About Dis_Describer – Cold Brew Dev

The Dis_Describer twitter bot is a python bot that posts photos of theme parks, primarily Disney theme parks, along with captions generated by Microsoft Computer Vision.

Motivation

This project is mostly just for fun. It was inspired by the similar @citydescriber account, a love for Disney parks, and the need for a project one January afternoon.

While the AI behind the Microsoft Computer Vision and similar services is quite sophisticated, theme parks, particularly Disney parks, pose a unique challenge.

You can see the AI is able to easily identify a train:

Theme parks, however, are designed to look like things other than what they are. We thus get a fun competition–the AI tries to discern what something actually is, while the theme park designers try to trick the AI into seeing something else.

The Imagineers did pretty good at building the Rock ‘n’ Roller Coaster guitar, for example:

a red guitar on a red surface pic.twitter.com/n2iZJ0rNSu
— Dis Describer (@dis_describer) January 14, 2021

Current Programming

The outline of the bot’s programming is straightforward.

The bot’s keeper maintains a folder of images. If you would like to submit a photo, please use the submissions page. Currently we are able to queue all submissions as long as they meet the page criteria.

Data pertaining to the images are stored in an SQLite database.

The bot runs 10X per day on the bottom of select hours. At those times it:

Submits the URL of the hosted photo through the Microsoft Computer Vision API
Retrieves the caption
Posts the photo with the caption to twitter via the Twitter API

The overall time to complete the project by a novice coder was about 5 hours.

Hopes For the Future

Potential goals for the project include…

Improve / automate photo sourcing.
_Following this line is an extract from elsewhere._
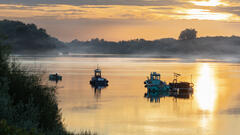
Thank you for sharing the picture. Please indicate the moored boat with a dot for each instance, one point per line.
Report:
(55, 77)
(98, 80)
Right now photo selection is entirely manual and relies on the keeper’s photos and guest submissions, all of which are manually managed. It would be good to automate this.

Independent machine learning. The bot currently relies on the Microsoft Computer Vision API for its captions. It would be nice if it built those on its own via machine learning.

Reply reading. If the bot could read replies, it could use those replies to help it form an understanding of different images.

Discussion. The bot may even be able to develop chat functionality, allowing it to provide at least basic information about what’s in the pictures. Simple functionality might be replies to “what’s the height requirement for this ride?” More complex might be “when are wait times shortest for this ride?”